NYC streetball legend John Strickland diesPosted by Inside Hoops
It is with great sadness that the Premier Basketball League has learned of the passing today of the Halifax Rainmen’s most popular player, John Strickland. According to news reports, Strickland passed away in his sleep. He was 38 years old.
Strickland, who played for the Rainmen in the 2008-09 and 2009-10 seasons, recently moved into the Rainmen’s front office as its Director of Basketball Development. “I was devastated to hear that ‘Strick’ passed away,” said Halifax CEO and President Andre Levingston. “He was a valuable asset to the team and an incredible friend to me. I want to extend my deepest sympathies to his family, we will all miss him very, very, much.”

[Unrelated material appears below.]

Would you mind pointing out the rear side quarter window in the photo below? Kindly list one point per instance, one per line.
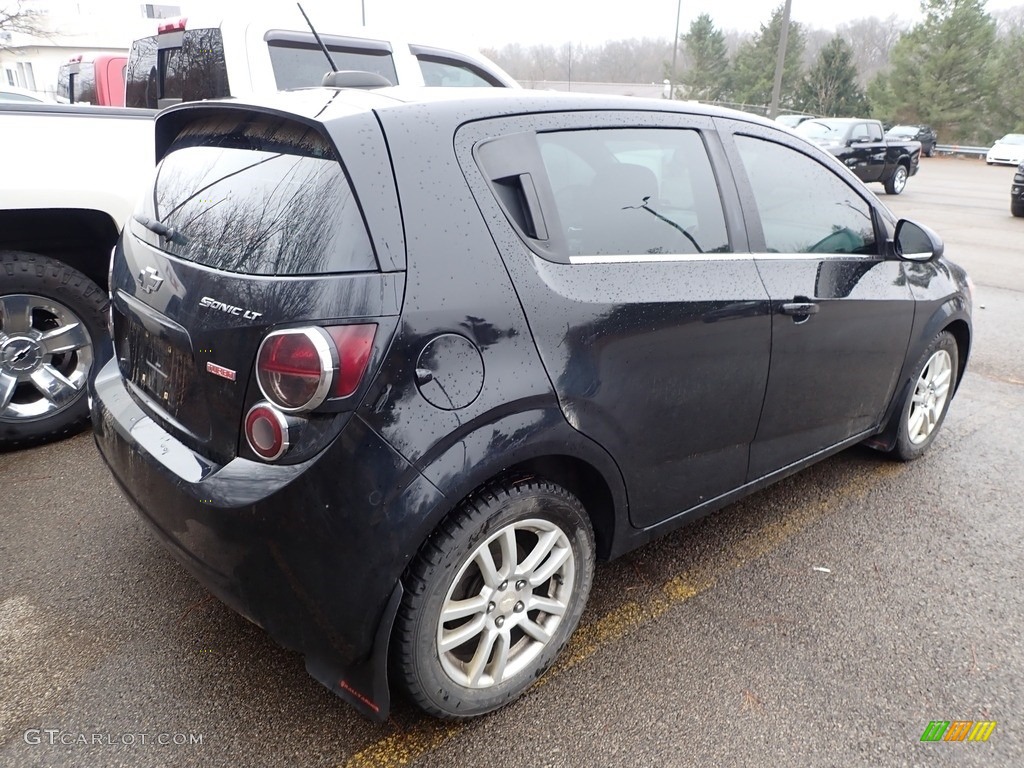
(262, 196)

Strickland, who played his college ball at Hawaii-Pacific, spent fifteen years in professional ball, playing in several minor and overseas leagues. In the Continental Basketball Association, he was named an All-Star in 2008. He was also one of the most popular players on the “Terror Squad” basketball team in New York’s Harlem Rucker League.

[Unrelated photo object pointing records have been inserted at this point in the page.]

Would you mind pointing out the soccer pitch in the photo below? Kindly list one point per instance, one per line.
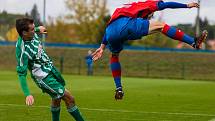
(145, 100)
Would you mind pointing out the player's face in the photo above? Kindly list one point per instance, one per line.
(28, 35)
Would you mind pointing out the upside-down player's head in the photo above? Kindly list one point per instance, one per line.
(25, 28)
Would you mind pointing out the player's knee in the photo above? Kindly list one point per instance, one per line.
(71, 100)
(56, 102)
(68, 98)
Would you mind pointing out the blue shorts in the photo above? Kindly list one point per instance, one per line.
(124, 29)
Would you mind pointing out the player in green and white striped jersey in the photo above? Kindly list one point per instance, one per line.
(31, 56)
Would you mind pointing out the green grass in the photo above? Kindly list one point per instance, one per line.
(145, 100)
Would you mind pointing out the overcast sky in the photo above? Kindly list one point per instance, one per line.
(56, 8)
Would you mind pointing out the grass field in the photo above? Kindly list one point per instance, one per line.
(145, 100)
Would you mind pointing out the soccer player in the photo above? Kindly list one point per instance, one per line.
(132, 22)
(31, 55)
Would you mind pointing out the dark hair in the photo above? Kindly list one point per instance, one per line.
(22, 24)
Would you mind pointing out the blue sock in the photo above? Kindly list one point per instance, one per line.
(116, 70)
(177, 34)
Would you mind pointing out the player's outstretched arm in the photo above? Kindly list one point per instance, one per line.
(99, 52)
(173, 5)
(29, 98)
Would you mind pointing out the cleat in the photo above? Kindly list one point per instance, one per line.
(199, 40)
(119, 93)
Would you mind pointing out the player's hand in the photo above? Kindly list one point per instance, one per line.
(193, 5)
(98, 53)
(42, 30)
(29, 100)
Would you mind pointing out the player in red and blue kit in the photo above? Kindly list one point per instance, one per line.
(132, 22)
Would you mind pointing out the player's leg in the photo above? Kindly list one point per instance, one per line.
(116, 73)
(176, 34)
(71, 107)
(55, 109)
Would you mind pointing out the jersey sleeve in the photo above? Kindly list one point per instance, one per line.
(36, 29)
(163, 5)
(22, 66)
(104, 40)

But it was his last two professional years, in Halifax, where he achieved cult hero status. Fans in Halifax’s Section 22, also known as “Heckler’s Row,” wore custom-made Strickland 45 jerseys and cheered for him every time he touched the ball.
“Stickland will be a missed dearly by the entire PBL family,” said Dr. Sev, Chairman of the Premier Basketball League. “Our thoughts and prayers go out to his family and friends. He will be well remembered.”
“John Strickland played with joy and excitement every time he touched the basketball,” said Chuck Miller, Premier Basketball League photographer and media specialist. “He always got the crowd - whether home or away - into every basketball game he played. This is a very sad day.”
Strickland also received recognition in the music world, as rapper Jay-Z name-checked the forward in his track “PSA.” “My homey Strick told me, ‘Dude finish your breakfast,’ so that’s what I’ma do…”
InsideHoops.com editor says: Wow. This dude was my buddy for the past decade or so. I knew him, and so did just about everyone associated with New York City-area basketball. Watching him at Rucker Park back years ago when he was a regular there was one of the highlights of every summer. “The Franchise” (aka “Big Panda” and about a dozen other nicknames) was one of the most vocal streetballers ever. He’d yell at the refs. Yell at the fans. Yell at himself. The fence. The basket support. Whatever was nearby. No one in streetball could contain him. Strickland knew it, and he made sure you knew it, too. He was extremely funny, friendly and nice (off the court), and a hell of a player. He made many thousands of people smile, a lot. He’ll be missed.